All of the above variables are known except C and q.  C can be solved for using if we knew q.  q is extremely hard to find without a full lab becuase it would involve a caloriameter.  Chances are as a homebrewer you don't have or do you need this expensive piece of equipment.  Therefore we will use the C values someone else has already found for us, no need to reinvent the wheel.  

 

Specific Heat values the Homebrewer may need

 

Methanol: 1.4 J/g/C^o

Glycerin: 2.43 J/g/C^o

Vegatable oil: 1.67 J/g/C^o

Water: 4.18 J/g/C^o

 

Methanol: .34 BTU/lb/F^o

Glycerin: .58 BTU/lb/F^o

Vegatable oil: .4 BTU/lb/F^o

Water: 1 BTU/lb/F^o

 

Now for the how to use it part.  Lets suppose bob is designing a processor.  Bob will do a 50 gallon batch in 20^o weather.

 

q = (50(8))(.4)(120)

 

The first set of parenthesis converts 50 gallons to 400 lb or oil becuase oil weighs 8 lb per gallon.  This conversion is necassary as the specific heat is BTU per lb not per gallon.  The second set of parenthesis includes the specific heat of vegatable oil which is .4.  The third set shows the temperature in which the oil needs to increase by. 

 

q = 19200 BTU

 

Therefore Bob will need 19200 BTU to hincrease the temperature of his 50 gallons of oil by 120 degrees.  Of course this figure is assuming that no heat is lost from the oil during the time period in which it is heated.
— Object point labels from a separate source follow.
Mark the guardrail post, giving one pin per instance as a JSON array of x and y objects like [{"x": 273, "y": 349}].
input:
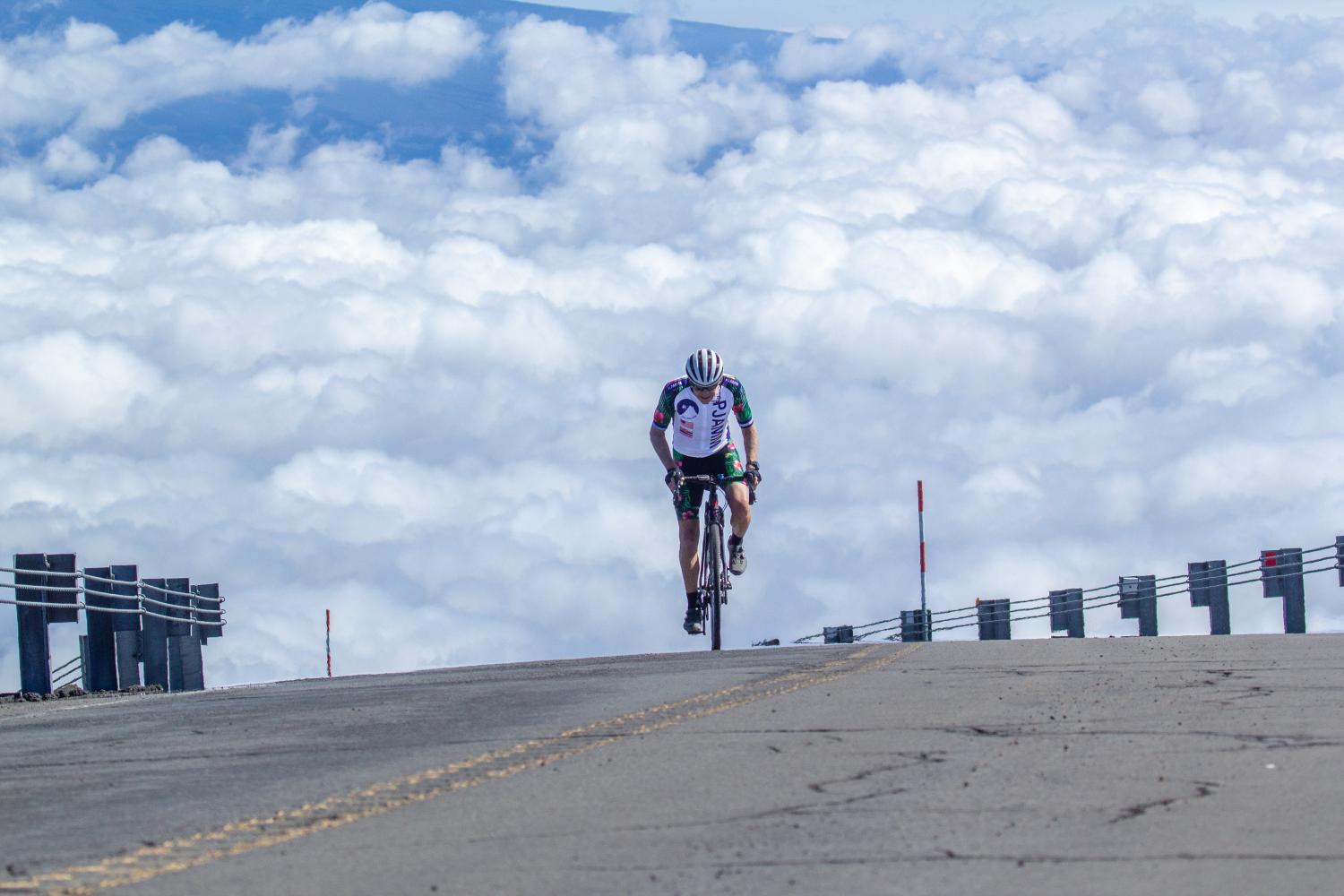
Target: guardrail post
[
  {"x": 1139, "y": 600},
  {"x": 1209, "y": 589},
  {"x": 126, "y": 625},
  {"x": 1066, "y": 611},
  {"x": 101, "y": 669},
  {"x": 153, "y": 637},
  {"x": 1281, "y": 573},
  {"x": 211, "y": 602},
  {"x": 916, "y": 625},
  {"x": 62, "y": 563},
  {"x": 34, "y": 642},
  {"x": 992, "y": 616},
  {"x": 179, "y": 633}
]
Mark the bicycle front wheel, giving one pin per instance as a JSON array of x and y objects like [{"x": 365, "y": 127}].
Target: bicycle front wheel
[{"x": 714, "y": 586}]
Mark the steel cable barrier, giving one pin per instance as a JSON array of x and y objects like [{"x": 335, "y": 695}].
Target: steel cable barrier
[
  {"x": 1279, "y": 571},
  {"x": 134, "y": 624}
]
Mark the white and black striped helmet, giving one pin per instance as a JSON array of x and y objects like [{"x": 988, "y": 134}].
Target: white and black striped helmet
[{"x": 704, "y": 368}]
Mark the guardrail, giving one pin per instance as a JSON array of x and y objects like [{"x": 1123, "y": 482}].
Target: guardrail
[
  {"x": 1279, "y": 571},
  {"x": 132, "y": 622}
]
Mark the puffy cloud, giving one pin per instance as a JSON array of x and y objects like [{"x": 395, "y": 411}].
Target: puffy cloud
[
  {"x": 1086, "y": 289},
  {"x": 89, "y": 77}
]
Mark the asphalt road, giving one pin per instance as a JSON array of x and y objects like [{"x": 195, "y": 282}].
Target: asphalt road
[{"x": 1098, "y": 766}]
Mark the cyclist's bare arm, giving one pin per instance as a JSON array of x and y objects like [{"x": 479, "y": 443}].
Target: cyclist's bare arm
[
  {"x": 659, "y": 438},
  {"x": 750, "y": 443}
]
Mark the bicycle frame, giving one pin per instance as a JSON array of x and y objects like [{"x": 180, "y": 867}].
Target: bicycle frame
[{"x": 714, "y": 567}]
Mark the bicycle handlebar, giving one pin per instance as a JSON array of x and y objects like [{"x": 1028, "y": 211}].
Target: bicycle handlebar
[{"x": 717, "y": 481}]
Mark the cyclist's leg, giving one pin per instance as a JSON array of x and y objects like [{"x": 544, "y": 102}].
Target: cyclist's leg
[
  {"x": 741, "y": 505},
  {"x": 688, "y": 533}
]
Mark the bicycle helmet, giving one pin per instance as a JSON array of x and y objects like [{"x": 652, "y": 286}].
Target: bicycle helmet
[{"x": 704, "y": 368}]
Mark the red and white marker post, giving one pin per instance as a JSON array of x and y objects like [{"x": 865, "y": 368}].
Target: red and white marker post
[{"x": 924, "y": 567}]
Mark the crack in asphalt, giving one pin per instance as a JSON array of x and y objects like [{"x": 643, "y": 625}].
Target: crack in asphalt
[{"x": 1202, "y": 788}]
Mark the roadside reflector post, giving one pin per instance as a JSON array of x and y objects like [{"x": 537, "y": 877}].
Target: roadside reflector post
[
  {"x": 992, "y": 616},
  {"x": 1066, "y": 611},
  {"x": 1139, "y": 600},
  {"x": 924, "y": 567},
  {"x": 153, "y": 634},
  {"x": 1209, "y": 589},
  {"x": 101, "y": 638},
  {"x": 34, "y": 641},
  {"x": 126, "y": 625},
  {"x": 1281, "y": 573}
]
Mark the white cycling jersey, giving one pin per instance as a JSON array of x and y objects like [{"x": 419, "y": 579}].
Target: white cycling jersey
[{"x": 702, "y": 427}]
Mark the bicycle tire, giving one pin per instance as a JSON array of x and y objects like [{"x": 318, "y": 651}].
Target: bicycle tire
[{"x": 714, "y": 570}]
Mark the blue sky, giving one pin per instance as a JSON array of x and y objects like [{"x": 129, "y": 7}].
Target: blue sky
[
  {"x": 1043, "y": 15},
  {"x": 367, "y": 306}
]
Bob will be heating this oil in a water heater which is very well insulated so we will figure a 5% energy loss.

 

19200(1.05)

 

 Therefore Bob should consider a heat source that can supply 20160 BTU.  Bob can easily find this in a gas heater but what about electricity?  And what about the amount of time in which his oil's tempature is increased by that 120 degrees.  When bob converts 20160 BTU to watts he get about 6000 watts/hr.  This means that he needs a 6000 watt heating element if he wants his 120 degree increase to happen in an hour.  If he is content with 2 hours then he only needs a 3000 watt heater.

 

I hope that this little dive into chemistry has been helpful.